Two Open Source OLAP Systems in 5 Minutes.
Apache Druid and ClickHouse. Specialized OLAP Solutions for Different Fields.
Hi guys!
I’m Stephen, a data engineer and a data analyst. I'm delighted to welcome you to this article on data analysis. I hope you find it enjoyable and informative!
In the space of data analysis, it's nearly impossible to avoid discussing OLAP systems.
I've always been a fan of BigQuery, known for its distributed computing engine, Dremel. Its user-friendly design makes it both easy to use and fast, suitable for most scenarios—but not all.
Specialized OLAP systems are required for specific situations to achieve optimal performance and meet unique requirements. This realization prompted me to start researching OLAP query engines for different purposes.
In this article, we'll explore two OLAP systems:
Both share common features of general OLAP systems, such as:
Column-based storage.
Designed to analyze huge amounts of data.
However, each has its characteristics, enabling them to handle different situations effectively.
I then read their official docs, papers, and various online resources, learning a lot from them.

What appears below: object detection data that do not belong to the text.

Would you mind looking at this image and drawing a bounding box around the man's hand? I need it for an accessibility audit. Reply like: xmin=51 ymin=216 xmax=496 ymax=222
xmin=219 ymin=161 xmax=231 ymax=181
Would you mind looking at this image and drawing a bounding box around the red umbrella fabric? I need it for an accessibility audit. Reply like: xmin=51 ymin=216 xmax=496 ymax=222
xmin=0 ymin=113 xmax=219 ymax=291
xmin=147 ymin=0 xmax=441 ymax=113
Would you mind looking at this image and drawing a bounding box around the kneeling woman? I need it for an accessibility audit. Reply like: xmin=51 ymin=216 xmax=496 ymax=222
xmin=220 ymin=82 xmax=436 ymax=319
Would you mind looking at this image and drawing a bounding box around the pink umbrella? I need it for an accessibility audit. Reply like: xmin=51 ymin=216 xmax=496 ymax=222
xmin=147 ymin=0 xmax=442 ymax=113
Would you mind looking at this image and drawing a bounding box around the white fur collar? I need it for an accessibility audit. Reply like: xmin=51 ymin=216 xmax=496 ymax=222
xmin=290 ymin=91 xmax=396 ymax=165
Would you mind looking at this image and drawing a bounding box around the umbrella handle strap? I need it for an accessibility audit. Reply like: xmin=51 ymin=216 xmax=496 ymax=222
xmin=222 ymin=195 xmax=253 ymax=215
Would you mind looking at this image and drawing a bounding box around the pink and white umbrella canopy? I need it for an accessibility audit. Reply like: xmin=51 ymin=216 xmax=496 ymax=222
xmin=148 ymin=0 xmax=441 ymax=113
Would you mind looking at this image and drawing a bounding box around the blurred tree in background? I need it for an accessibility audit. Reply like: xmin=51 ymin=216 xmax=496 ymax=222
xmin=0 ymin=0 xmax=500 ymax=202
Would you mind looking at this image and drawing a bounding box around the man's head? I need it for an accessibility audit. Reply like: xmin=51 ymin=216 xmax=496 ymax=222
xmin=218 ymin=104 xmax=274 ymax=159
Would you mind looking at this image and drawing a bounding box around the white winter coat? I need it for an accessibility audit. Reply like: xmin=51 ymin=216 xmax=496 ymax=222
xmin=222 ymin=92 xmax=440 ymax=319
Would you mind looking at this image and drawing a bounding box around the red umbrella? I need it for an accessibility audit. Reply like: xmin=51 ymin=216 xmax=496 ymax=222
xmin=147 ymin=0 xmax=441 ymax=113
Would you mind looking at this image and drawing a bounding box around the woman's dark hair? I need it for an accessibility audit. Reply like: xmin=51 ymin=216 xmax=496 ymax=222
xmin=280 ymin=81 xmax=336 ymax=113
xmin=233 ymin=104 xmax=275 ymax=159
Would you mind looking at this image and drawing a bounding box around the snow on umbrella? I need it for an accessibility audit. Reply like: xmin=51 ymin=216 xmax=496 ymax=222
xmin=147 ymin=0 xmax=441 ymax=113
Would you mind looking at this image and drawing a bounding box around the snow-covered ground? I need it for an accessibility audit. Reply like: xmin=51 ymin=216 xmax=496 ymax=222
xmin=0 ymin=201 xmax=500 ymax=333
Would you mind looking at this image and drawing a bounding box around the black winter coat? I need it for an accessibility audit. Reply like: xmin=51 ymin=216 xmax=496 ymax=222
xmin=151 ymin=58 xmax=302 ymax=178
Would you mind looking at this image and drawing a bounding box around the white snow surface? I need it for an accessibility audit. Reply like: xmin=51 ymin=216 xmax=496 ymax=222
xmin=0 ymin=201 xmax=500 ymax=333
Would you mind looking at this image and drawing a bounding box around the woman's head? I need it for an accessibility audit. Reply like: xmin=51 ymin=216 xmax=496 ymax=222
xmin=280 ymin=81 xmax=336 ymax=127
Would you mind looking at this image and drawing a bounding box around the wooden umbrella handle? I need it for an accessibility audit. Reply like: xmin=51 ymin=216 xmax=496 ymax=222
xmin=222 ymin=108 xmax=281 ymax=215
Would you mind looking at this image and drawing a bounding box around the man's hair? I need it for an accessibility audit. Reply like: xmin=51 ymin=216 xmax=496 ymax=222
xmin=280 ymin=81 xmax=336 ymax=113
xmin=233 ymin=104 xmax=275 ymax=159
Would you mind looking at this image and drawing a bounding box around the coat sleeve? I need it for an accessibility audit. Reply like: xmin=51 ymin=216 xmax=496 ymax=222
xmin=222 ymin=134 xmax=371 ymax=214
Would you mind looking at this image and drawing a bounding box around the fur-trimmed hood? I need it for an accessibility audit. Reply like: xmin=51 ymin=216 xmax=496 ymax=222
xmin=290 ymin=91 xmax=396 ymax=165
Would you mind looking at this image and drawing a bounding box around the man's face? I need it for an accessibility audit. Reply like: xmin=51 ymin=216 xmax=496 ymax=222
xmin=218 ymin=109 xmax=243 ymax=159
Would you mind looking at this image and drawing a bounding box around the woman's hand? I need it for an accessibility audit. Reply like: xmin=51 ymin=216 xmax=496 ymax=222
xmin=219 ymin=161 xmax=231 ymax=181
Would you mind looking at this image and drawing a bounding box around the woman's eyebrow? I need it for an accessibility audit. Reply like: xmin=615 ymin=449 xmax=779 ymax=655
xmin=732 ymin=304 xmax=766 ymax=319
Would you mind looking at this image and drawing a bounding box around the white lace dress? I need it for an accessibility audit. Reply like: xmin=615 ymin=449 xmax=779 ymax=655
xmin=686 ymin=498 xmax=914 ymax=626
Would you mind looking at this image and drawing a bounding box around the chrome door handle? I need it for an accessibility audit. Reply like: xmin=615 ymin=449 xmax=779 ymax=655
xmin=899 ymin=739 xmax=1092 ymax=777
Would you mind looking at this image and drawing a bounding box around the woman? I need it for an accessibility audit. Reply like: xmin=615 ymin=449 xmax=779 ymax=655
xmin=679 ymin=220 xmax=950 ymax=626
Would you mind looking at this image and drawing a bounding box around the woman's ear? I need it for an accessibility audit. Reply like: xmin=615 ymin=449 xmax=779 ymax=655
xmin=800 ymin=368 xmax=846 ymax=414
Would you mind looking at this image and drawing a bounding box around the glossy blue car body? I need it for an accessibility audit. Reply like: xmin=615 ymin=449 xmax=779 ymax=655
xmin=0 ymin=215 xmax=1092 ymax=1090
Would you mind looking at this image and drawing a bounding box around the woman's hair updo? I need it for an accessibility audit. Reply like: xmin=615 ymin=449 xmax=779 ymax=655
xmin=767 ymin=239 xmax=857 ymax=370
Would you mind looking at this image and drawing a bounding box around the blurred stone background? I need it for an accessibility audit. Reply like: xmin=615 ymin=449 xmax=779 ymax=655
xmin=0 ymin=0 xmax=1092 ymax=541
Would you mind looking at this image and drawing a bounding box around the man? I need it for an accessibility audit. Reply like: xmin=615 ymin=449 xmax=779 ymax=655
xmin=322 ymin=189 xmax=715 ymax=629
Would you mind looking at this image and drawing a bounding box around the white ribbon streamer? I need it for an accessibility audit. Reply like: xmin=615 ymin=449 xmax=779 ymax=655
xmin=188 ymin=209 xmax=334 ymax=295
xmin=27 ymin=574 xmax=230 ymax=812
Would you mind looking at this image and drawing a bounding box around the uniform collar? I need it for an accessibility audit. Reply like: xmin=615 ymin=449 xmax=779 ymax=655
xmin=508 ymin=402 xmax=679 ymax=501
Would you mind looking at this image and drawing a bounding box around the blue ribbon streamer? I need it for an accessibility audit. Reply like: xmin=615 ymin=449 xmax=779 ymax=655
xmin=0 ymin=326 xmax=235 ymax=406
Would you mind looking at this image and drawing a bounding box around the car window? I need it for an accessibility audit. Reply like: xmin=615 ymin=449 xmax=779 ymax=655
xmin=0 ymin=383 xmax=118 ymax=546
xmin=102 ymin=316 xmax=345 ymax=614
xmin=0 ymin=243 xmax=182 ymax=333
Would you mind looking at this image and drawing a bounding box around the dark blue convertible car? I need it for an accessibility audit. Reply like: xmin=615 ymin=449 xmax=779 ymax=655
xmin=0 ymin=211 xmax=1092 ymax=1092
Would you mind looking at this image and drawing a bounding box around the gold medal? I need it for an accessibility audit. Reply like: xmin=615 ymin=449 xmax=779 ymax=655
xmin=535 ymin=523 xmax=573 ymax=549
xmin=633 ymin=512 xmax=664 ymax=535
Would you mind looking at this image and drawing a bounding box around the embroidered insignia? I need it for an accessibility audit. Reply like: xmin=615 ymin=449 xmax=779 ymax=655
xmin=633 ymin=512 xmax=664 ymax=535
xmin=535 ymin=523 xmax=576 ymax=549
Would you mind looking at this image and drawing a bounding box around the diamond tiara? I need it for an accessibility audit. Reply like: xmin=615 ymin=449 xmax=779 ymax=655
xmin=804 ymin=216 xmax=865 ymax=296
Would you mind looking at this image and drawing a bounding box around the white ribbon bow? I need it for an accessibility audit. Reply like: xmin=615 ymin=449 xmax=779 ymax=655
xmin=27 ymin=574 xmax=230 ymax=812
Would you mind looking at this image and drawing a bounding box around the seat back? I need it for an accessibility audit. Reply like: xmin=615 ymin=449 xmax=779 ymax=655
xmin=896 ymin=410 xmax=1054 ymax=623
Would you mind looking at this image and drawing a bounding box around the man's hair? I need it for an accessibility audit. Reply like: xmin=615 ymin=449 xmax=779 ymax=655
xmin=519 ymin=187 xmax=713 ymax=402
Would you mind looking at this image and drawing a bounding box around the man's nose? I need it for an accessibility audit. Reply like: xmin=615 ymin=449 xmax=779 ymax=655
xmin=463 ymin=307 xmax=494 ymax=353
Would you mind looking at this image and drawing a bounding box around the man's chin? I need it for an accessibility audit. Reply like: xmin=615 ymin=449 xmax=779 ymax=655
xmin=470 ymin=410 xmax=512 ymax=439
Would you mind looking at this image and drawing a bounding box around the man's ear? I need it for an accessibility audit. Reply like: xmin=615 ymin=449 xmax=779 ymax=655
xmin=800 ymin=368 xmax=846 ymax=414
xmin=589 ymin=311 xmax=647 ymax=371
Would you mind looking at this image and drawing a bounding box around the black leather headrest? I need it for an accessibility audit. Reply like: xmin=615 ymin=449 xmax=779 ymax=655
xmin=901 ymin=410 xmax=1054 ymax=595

As a result, I wrote this article, to help readers understand the features and appropriate use cases of these two OLAP systems in the time it takes to brew a cup of coffee.☕
Let’s dive into them!
Apache Druid
The name Druid comes from the Druid class in many role-playing games: it is a shape-shifter, capable of taking on many different forms to fulfill various different roles in a group.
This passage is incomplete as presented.